Persio había acabado por quedarse dormido, recostado en la cama de Claudia. Cuando empezó a amanecer, Claudia le echó una manta sobre las piernas, mirando con gratitud la esmirriada figura de Persio, sus ropas nuevas pero ya arrugadas y un poco sucias. Se acercó a la cama de Jorge y atisbo su respiración. Jorge dormía tranquilamente después de la tercera dosis del medicamento. Le bastó tocarle la frente para tranquilizarse. Sintió de golpe un cansancio como de muchas noches sin sueño; pero todavía no quería tenderse junto a su hijo, sabía que alguien vendría antes de mucho con noticias o con la repetición de los mismos episodios, los absurdos laberintos donde sus amigos habían vagado durante cuarenta y ocho horas sin saber demasiado por qué.

La cara amoratada de López asomó por la puerta entreabierta.

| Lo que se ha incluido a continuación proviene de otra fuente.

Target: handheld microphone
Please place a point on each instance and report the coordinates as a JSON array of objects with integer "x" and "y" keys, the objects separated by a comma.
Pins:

Claudia no se sorprendió de que López no hubiera golpeado, ni siquiera le llamó la atención oír que las mujeres gritaban y hablaban en el pasillo de estribor. Movió la mano, invitándolo a entrar.

– Jorge está mejor, ha dormido casi dos horas seguidas. Pero usted…

– Oh, no es nada -dijo López, tocándose la mandíbula-. Duele un poco al hablar, y por eso hablaré poco. Me alegro de que Jorge esté mejor. De todos modos, los muchachos se las arreglaron para mandar un radiograma a Buenos Aires.

– Qué absurdo -dijo Claudia.

– Sí, ahora parece absurdo.

Claudia bajó la cabeza.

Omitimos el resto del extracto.